Not ist grenzenlos | Teil 03
Hilfe für Ältere und Bedürftige

Bosnien

An einer Tankstelle vor Prnjavor, ca. eine Stunde von Banja Luka entfernt, treffen wir uns mit den Schwestern der Mobilen Hauskrankenpflege der Caritas Banja Luka. Wir folgen dem roten Golf, der uns aus Prnjavor hinaus zur ersten Patientin Emilia M. führt. Die 91-Jährige wohnt mit ihrem Sohn in einem kleinen Haus. Sie ist seit einem Schlaganfall vor sieben Jahren bettlägerig und wird seitdem von ihrem arbeitslosen Sohn gepflegt.

Die Freude über den Besuch der beiden Schwestern Elizabeta und Lidija steht Emilia M. ins Gesicht geschrieben. Sie umarmt die beiden herzlich, küsst sie und umarmt sie aufs Neue. Verschmitzt sagt sie zu den Schwestern, dass sie sie in ihrem Zimmer einsperren werde, damit sie immer bei ihr blieben. Lidija und Elizabeta scherzen und unterhalten sich mit Emilia M., während sie den Blutdruck messen, die Medikation überprüfen und das mitgebrachte Essen auspacken. Die Atmosphäre ist sehr herzlich.

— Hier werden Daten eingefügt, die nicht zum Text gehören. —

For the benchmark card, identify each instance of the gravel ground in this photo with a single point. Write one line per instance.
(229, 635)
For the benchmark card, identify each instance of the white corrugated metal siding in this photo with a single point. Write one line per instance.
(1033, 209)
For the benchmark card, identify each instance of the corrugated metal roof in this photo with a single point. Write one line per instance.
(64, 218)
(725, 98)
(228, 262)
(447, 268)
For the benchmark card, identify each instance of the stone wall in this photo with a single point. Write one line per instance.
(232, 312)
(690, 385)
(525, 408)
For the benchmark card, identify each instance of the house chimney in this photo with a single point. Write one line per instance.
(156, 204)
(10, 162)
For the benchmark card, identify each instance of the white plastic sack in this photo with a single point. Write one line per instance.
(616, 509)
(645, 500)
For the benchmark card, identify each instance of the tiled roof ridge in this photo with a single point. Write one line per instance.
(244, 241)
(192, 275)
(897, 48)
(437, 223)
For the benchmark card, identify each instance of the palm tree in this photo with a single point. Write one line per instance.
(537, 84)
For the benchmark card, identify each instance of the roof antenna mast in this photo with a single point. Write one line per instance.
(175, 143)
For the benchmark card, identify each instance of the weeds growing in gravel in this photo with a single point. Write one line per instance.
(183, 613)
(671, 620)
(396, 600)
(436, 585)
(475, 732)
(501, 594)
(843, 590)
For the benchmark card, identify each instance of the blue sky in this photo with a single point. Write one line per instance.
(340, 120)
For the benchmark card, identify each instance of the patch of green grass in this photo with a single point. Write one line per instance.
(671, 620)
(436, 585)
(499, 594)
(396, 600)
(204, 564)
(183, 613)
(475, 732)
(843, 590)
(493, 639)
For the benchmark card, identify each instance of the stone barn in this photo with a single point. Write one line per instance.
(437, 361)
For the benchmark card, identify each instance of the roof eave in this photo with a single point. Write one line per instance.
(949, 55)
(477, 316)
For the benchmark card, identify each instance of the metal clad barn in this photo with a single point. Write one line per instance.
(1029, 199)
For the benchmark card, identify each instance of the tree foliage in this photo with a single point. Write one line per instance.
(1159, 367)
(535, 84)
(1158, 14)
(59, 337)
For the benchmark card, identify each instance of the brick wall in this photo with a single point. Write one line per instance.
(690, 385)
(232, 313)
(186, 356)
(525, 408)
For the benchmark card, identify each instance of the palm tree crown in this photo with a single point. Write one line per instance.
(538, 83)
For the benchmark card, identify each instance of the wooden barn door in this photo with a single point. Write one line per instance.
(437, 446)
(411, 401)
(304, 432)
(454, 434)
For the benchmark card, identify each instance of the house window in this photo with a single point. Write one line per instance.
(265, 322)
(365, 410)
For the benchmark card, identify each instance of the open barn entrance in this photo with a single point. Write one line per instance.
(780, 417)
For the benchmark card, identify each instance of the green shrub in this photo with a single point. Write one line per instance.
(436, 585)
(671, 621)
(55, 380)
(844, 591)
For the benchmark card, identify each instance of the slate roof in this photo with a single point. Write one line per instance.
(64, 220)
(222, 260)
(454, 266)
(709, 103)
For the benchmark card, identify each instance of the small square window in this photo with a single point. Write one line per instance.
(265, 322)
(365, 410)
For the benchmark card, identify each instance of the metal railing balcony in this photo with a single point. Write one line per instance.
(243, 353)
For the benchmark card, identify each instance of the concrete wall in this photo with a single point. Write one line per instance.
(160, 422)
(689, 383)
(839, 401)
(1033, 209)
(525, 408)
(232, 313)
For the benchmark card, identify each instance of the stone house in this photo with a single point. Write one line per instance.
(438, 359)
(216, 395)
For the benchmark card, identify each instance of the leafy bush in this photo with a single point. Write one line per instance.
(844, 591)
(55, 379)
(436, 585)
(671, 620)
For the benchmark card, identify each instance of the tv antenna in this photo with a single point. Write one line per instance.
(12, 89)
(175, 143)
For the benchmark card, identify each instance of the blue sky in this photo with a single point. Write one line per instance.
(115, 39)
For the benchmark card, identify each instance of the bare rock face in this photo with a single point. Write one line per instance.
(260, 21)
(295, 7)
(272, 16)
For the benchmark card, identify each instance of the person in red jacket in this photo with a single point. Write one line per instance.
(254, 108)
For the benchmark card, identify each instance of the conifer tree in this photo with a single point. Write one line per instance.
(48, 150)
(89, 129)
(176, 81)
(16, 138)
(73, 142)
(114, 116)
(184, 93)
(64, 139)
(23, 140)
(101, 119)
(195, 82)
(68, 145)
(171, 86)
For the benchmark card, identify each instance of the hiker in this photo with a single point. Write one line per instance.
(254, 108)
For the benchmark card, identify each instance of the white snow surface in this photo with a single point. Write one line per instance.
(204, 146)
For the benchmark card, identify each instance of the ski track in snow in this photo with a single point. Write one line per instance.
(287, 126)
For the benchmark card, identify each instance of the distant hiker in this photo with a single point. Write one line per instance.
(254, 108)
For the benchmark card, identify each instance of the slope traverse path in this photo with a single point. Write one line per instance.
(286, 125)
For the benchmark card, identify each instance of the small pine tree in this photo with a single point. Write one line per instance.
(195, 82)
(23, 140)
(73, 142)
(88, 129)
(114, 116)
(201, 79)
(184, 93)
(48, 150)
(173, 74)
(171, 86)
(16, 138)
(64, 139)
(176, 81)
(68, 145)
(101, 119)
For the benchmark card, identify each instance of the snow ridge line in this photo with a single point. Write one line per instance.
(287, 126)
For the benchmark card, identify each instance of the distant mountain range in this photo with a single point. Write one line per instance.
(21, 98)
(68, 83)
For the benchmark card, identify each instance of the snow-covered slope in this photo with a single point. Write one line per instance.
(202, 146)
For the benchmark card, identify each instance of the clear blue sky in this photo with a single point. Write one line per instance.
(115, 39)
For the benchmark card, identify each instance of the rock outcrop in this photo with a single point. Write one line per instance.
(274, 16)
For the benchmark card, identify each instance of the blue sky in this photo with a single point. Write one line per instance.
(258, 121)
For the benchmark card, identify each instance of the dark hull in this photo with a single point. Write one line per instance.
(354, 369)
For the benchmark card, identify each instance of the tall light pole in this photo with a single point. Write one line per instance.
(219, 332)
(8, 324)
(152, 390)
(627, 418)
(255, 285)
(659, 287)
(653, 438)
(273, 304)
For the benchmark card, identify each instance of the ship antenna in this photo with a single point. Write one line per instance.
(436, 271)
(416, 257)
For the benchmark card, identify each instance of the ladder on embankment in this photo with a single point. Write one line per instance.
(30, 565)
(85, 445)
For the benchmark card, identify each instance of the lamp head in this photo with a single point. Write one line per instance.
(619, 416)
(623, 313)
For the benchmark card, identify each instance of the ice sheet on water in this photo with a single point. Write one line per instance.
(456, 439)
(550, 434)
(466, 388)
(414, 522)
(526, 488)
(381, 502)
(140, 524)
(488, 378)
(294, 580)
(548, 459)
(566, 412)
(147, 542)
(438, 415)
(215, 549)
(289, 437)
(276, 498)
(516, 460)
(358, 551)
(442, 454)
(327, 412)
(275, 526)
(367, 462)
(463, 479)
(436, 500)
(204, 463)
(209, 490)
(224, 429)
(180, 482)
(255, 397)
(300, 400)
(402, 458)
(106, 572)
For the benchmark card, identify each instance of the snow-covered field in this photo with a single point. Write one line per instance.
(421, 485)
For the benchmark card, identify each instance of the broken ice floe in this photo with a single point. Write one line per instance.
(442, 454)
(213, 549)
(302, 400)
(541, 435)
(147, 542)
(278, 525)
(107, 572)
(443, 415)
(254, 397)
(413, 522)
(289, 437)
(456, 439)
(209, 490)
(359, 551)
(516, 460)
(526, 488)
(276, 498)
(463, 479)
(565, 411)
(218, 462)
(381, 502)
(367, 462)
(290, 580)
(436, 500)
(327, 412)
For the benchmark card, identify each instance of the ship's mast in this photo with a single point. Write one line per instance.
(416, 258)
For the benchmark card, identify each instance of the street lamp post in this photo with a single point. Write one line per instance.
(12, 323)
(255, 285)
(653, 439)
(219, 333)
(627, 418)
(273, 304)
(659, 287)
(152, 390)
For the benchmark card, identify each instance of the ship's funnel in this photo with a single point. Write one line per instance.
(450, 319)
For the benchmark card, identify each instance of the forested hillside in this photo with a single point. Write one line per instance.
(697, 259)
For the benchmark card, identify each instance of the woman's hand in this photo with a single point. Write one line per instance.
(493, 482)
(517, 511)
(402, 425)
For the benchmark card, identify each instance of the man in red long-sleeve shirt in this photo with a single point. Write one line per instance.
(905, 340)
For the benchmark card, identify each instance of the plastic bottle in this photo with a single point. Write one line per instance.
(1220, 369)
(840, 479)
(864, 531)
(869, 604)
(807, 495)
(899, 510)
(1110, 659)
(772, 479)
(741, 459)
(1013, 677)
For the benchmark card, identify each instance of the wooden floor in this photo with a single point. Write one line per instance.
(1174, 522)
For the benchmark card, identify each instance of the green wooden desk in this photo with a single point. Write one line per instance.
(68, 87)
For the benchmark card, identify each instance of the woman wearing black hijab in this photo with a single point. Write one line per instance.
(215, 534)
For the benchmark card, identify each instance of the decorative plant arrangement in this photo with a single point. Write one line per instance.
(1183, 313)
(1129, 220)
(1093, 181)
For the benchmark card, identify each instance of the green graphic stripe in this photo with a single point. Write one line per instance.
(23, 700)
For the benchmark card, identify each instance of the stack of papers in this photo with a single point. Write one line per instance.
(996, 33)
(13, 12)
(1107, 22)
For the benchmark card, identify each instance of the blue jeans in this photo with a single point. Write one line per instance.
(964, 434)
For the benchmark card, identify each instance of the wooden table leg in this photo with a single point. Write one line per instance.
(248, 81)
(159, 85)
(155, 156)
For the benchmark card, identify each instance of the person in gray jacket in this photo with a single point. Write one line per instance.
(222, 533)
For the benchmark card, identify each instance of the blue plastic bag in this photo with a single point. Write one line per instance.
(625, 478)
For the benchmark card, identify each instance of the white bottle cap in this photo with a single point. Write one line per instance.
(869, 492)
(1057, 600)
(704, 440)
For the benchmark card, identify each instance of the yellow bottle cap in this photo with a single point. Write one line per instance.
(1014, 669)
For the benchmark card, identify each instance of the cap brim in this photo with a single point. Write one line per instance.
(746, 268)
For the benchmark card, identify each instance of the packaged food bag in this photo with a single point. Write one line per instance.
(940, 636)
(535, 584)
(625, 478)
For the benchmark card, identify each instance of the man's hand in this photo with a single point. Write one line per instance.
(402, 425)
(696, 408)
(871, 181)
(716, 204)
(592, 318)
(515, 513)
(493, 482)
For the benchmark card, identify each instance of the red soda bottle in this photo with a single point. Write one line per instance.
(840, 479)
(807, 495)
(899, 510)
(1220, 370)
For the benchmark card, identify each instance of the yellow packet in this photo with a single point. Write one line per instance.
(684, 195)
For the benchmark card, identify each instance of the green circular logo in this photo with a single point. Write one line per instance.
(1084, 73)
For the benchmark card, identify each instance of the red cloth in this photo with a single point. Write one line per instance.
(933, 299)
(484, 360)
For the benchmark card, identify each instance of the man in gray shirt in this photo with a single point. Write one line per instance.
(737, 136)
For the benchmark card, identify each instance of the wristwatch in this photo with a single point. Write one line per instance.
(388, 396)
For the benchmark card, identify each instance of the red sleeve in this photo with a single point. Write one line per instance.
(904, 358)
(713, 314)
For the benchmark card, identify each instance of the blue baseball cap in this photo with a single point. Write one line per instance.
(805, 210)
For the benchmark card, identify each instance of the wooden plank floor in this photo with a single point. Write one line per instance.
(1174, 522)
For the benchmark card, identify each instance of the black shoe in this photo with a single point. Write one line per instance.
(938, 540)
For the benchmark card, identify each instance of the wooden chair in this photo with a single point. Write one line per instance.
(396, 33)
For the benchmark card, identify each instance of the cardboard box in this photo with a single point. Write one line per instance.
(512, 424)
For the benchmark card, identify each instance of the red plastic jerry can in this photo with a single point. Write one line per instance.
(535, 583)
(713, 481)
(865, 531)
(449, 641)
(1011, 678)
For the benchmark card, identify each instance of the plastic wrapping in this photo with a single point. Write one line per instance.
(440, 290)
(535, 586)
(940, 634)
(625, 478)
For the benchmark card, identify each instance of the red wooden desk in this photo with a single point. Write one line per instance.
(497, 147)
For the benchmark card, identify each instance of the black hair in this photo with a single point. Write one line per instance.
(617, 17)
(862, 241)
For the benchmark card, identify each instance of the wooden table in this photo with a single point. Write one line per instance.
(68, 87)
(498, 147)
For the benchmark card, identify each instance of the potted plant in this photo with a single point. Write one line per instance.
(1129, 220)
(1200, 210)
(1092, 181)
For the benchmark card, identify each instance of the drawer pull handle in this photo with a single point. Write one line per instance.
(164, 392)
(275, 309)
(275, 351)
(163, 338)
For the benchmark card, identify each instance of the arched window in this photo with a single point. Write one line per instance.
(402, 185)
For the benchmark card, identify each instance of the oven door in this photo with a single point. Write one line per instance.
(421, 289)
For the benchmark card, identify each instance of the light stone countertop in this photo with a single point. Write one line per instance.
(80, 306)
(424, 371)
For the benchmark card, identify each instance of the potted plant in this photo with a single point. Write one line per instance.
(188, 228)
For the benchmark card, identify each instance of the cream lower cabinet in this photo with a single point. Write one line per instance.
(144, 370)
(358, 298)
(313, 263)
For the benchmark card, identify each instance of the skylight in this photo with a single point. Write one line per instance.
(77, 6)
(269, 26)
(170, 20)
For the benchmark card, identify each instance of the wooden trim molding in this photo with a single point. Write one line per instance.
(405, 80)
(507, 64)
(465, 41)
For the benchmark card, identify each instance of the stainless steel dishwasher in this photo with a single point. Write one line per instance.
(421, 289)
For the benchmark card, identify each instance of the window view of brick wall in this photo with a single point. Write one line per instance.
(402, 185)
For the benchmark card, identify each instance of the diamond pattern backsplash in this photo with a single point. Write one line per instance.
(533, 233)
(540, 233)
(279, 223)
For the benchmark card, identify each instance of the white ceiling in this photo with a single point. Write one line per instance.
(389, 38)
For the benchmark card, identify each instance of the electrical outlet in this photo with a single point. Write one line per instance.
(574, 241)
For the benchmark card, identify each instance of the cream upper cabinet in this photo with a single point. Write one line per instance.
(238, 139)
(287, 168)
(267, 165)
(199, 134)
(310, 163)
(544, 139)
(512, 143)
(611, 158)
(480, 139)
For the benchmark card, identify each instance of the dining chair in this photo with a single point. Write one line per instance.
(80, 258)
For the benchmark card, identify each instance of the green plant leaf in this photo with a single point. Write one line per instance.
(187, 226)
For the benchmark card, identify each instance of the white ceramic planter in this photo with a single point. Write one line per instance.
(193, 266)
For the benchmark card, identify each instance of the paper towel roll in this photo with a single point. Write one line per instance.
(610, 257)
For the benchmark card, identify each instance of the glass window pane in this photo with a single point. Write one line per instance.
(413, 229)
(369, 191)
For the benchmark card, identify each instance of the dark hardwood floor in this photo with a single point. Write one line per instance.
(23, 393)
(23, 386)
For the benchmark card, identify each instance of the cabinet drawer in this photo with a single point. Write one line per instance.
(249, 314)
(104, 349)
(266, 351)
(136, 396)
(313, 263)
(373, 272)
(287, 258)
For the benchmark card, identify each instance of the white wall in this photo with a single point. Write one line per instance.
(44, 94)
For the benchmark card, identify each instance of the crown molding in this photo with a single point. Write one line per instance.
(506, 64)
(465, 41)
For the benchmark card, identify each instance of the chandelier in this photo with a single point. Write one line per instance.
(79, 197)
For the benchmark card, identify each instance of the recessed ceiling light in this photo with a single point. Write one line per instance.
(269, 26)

Ihr Sohn Boris M. erzählt uns, seine Mutter erhalte 100 Euro Pension. Da er arbeitslos sei, bekomme er nur 20 Euro Sozialhilfe. Die von der Ärztin verschriebenen Medikamente kosten allein rund 50 Euro im Monat. Wir fragen ihn, wie man davon leben könne. Boris M. erklärt, dass vieles - Eier, Obst, Gemüse und Holz - aus dem
eigenen Garten komme. Bei den teureren Medikamenten müsse seine Mutter sparen, anstatt der drei verschriebenen Tabletten täglich müsse eine reichen.

Die 78-jährige Witwe Gozdana P. wartet bereits im Garten auf uns. Sie ist seit einem Schlaganfall halbseitig gelähmt. Die Schwestern unterstützen sie auch im Haushalt. Heute füllen die beiden Schwestern das Brennholz nach, denn das schafft Gozdana P. allein nicht mehr. Stolz zeigt sie uns die von ihr für den Winter gesammelten Kieferzapfen, die sie als Anzünder für den Ofen benutzt.

Die Mobile Hauskrankenpflege der Caritas Banja Luka versorgt in Prnjavor 26 Personen, aber Bedarf hätten viel mehr. 15 Prozent der Gesamtbevölkerung Bosniens und Herzegowinas sind 65 Jahre und älter. Es gibt zu wenig Seniorenwohnheime, und die Wartelisten sind lang. Die Nachwirkungen des Krieges sind bis heute spürbar. Laut
Verbraucherschutz verfügen 40 Prozent der Bosnier über kein ausreichendes Einkommen, um den Bedarf an Nahrungsmitteln zu decken. Medikamente sind unerschwinglich! Besonders schwierig ist die Situation älterer Menschen, die in entlegenen Dörfern leben, ohne Angehörige oder Nachbarn, ohne Verkehrsanbindung, ohne Wasser und Strom.